What Happened on the Original Liberation Day
Trump's April 2, 2025, executive order imposed a baseline 10% tariff on all imports into the United States, with additional country-specific rates targeting roughly 60 nations. China faced tariffs exceeding 50%, the EU was hit with 20%, and even close allies like Canada and Mexico saw rates that weren't exempt from the broadest strokes of the policy. The legal authority Trump used was IEEPA, the International Emergency Economic Powers Act of 1977, a Cold War-era statute that no president had ever used to impose tariffs before.
The market reaction was immediate. The Dow Jones dropped over 4,000 points in two sessions, and in crypto, over $500 million in combined long and short positions were liquidated within 24 hours as panic hit both sides of the trade. BTC fell to $82,000, ETH dropped roughly 25% over three days, and altcoins saw double-digit declines across the board.
But the initial crash was only the beginning. Over the following 12 months, tariff policy changed more than 50 times, with rates going up, pauses being announced, and exemptions added and removed. The uncertainty itself became the dominant force in markets, and that unpredictability filtered into every asset class.
How the Supreme Court Changed Everything
On February 20, 2026, the Supreme Court ruled 6-3 in Learning Resources Inc v Trump that the IEEPA tariffs were unconstitutional. Chief Justice Roberts wrote that two words in IEEPA, "regulate" and "importation," could not bear the weight of giving the President unlimited power to impose tariffs on any country, any product, at any rate, for any amount of time.
Roberts invoked the "major questions" doctrine, stating that if Congress wants to delegate the power to make decisions of vast economic significance, it must do so clearly. IEEPA contains no reference to tariffs or duties, and no president before Trump had read the statute as granting that power.
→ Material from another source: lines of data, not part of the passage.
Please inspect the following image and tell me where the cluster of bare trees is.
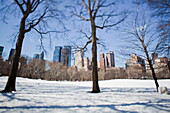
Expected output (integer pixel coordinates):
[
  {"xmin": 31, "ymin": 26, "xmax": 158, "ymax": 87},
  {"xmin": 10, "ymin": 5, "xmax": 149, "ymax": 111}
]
[{"xmin": 1, "ymin": 56, "xmax": 169, "ymax": 82}]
Within hours, the White House pivoted. Trump issued a new proclamation under Section 122 of the Trade Act of 1974, imposing a flat 10% tariff on imports globally. Section 122 is limited to 150 days, meaning the replacement tariff expires on July 24, 2026. Trump floated raising it to 15% on Truth Social but has not issued a formal order.
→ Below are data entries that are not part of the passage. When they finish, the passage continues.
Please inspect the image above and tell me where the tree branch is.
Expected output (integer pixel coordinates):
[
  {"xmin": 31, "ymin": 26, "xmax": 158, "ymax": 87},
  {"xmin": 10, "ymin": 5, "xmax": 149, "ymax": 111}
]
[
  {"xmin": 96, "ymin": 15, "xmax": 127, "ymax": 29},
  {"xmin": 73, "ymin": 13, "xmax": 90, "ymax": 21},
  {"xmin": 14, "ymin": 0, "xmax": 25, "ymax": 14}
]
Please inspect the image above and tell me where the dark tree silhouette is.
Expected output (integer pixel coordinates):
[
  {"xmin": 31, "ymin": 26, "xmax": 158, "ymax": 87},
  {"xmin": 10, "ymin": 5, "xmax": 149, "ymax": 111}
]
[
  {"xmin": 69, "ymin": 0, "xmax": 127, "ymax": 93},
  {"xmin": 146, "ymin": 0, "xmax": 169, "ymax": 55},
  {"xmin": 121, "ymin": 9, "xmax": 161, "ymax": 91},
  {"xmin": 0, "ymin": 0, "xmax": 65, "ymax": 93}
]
The immediate legal fallout is staggering. According to CBP's March 2026 affidavit, over 330,000 importers paid approximately $166 billion in IEEPA duties across 53 million entries. Those refunds are now owed, and interest charges are accumulating at roughly $700 million per month.
What the Tariff War Did to the Dollar
The dollar's decline over the past year tells its own story. The DXY index fell about 9.6% in 2025, its worst annual performance since 2017. April 2025 alone saw a roughly 2% single-day plunge on Liberation Day, and the index never recovered its pre-tariff levels. Morgan Stanley estimates another 10% decline by the end of 2026.
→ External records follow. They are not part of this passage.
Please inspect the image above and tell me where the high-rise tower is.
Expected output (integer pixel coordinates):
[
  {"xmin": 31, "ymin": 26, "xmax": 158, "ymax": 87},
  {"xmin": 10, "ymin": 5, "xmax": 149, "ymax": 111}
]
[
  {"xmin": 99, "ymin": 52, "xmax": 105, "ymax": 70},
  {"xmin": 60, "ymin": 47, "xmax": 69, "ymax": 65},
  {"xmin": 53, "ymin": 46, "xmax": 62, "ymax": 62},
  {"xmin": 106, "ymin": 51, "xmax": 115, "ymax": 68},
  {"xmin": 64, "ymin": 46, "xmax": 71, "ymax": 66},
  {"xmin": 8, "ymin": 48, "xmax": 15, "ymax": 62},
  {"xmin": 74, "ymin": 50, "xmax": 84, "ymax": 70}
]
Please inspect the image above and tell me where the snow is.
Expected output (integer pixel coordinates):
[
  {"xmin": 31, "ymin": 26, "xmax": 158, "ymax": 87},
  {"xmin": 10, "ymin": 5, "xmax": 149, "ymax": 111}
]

Harvard economist Kenneth Rogoff argues that dollar dominance peaked in 2015 and has been declining since, but Liberation Day accelerated the trend dramatically. "The euro, the Chinese yuan, and crypto will be the biggest beneficiaries as the dollar loses market share," Rogoff stated, adding that "future historians may well look back and see Liberation Day as marking the beginning of the end of the dollar's absolute dominance."
The mechanism is straightforward. When your largest trading partners can't predict what you'll charge them next month, they start looking for alternatives. And some of those alternatives are now digital.
How Crypto Actually Performed Through the Tariff War
The Bitcoin price chart from April 2025 to today reads like a stress test of every narrative the crypto market has ever told itself.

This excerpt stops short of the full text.